What does this all mean?

It has been long apparent to this observer that the American health care system is a failure through and through. Sure, there are great strides being made daily in new technology and therapies. A member of my family just benefited from one such innovation in cardiac care. But luckily, they have insurance from Medicare and a secondary payor.

But many do not, and not many can afford the second level of insurance. From my studies and my writing, I have seen a system that is totally out of whack due to the commercialization and commodification of health care services.

And knowing a little of other Western nations’ health care systems, I find it hard to believe that they are like this as well. We must change this and change this now.

If Medicare is losing money now, with the limited pool of beneficiaries, perhaps a larger pool, with little or no over-regulation and so many initiatives, models, and programs, can do a better job. Because what has been tried before isn’t working, and is getting worse.

The logical thing to do is to make a clean break with the past.

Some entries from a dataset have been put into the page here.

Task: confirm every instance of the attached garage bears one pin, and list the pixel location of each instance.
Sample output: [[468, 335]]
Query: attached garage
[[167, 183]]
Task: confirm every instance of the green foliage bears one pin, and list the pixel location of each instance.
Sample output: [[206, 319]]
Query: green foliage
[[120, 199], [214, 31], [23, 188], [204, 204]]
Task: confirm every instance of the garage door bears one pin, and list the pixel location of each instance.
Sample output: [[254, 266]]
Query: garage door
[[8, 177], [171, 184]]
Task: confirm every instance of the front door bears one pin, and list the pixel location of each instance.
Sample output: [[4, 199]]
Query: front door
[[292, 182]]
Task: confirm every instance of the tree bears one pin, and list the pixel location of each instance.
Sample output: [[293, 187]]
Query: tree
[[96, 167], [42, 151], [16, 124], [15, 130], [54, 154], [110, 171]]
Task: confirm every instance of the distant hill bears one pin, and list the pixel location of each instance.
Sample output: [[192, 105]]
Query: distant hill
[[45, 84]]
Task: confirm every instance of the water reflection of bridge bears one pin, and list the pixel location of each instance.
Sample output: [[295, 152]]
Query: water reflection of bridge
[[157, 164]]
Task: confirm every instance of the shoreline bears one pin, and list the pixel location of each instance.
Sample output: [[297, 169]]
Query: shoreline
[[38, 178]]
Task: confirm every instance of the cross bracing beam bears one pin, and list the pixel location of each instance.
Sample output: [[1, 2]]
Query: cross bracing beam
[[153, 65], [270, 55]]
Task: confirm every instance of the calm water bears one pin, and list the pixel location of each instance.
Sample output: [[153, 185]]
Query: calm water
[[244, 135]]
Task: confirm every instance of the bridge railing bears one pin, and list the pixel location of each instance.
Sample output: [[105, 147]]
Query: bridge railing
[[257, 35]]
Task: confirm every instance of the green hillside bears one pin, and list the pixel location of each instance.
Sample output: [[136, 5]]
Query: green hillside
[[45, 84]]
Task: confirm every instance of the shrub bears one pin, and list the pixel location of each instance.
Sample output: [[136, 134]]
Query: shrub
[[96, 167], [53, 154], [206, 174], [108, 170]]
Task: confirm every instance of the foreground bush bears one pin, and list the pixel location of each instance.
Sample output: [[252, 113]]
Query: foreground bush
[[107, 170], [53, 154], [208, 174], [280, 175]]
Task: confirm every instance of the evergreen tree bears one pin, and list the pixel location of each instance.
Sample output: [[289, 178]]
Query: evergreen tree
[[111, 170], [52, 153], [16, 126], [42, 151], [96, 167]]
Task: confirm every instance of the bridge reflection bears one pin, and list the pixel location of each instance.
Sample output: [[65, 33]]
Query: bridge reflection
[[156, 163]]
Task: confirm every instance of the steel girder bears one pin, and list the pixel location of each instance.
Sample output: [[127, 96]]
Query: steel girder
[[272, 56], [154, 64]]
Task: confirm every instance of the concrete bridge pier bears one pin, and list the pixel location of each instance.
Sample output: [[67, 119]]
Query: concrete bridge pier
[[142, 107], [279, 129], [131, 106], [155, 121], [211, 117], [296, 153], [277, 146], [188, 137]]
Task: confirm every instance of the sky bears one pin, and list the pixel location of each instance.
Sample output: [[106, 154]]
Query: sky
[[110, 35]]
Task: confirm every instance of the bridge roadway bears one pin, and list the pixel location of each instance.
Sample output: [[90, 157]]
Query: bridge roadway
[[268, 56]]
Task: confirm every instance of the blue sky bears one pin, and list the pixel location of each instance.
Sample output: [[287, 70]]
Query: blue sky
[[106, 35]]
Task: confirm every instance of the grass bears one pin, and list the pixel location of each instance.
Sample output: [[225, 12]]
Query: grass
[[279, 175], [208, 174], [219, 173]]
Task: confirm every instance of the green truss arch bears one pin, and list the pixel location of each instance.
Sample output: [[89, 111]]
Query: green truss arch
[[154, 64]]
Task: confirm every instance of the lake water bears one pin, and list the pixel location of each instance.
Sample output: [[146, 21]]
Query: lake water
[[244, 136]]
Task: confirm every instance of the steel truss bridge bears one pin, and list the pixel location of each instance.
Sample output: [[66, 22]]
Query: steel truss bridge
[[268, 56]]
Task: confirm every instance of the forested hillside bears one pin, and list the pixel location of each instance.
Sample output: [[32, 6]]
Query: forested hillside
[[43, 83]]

Medicare for All, or something like it.

 

 

CMS Proposes to Allow States to Define Health Benefits

A connection of mine today posted a link to a CMS Fact Sheet in which they propose to allow states to define essential health benefits beginning January 1, 2019.

According to the fact sheet, this rule is intended to increase flexibility in the individual market, improve program integrity, and reduce regulatory burdens associated with the PPACA in the individual and small group markets. (See my post, “Regulation Strangulation“)

The rule also includes proposals that would provide states with more options in how the essential health benefits (EHBs) are defined for their state, it would also enhance the role of states related to qualified health plan (QHP) certification, and to provide states with additional flexibility in the operation and establishment of Exchanges, particularly the Small Business Health Options Program (SHOP) Exchanges.

Finally, they propose to permit states to reduce the magnitude of risk adjustment transfers in the small group market to minimize unnecessary burden, and proposes other changes that would streamline the Exchange consumer experience and the individual and small group markets.

What does this really mean?

Anytime the federal government attempts to allow the individual states to determine or define certain social benefits, we end up with a hodgepodge of rules, regulations, costs of impairment, etc.

We know that in certain states, the loss of a body part in one state has an impairment value different from the same body part in another state, according to the ProPublica report .

So when I see that CMS wants to allow states to define what essential health benefits are,  we have to ask ourselves, what do they mean by essential, and is one state’s essential health benefits, another state’s burden?

I understand that certain states, particularly so-called “Red” states with conservative governors and legislatures, will be free to decide that certain treatments and procedures are just too expensive for them to cover, or that they violate the ethical or moral sentiments of the community in the state, i.e., abortion, birth control, sexual reassignment surgery, etc.

Allowing states to define and decide what is essential and what is not, may be harmful to the health of many of their citizens, even if it saves the state money.

And I am rather leery of CMS’s desire to “strengthen” the individual or small group markets, because who decides what constitutes strengthening, and who makes those decisions and under what circumstances.

Rather than allowing legislators and governors to decide what medical care their citizens can receive in their state, rather than trying to shore up a market, whether it is the individual market or the group market, we should move to provide all Americans with the same health care and the same medical benefits, coast to coast, under a Medicare for All plan.

Anything less would be worse than what we have now, and would be more costly and more complex and confusing. This rule should be scraped.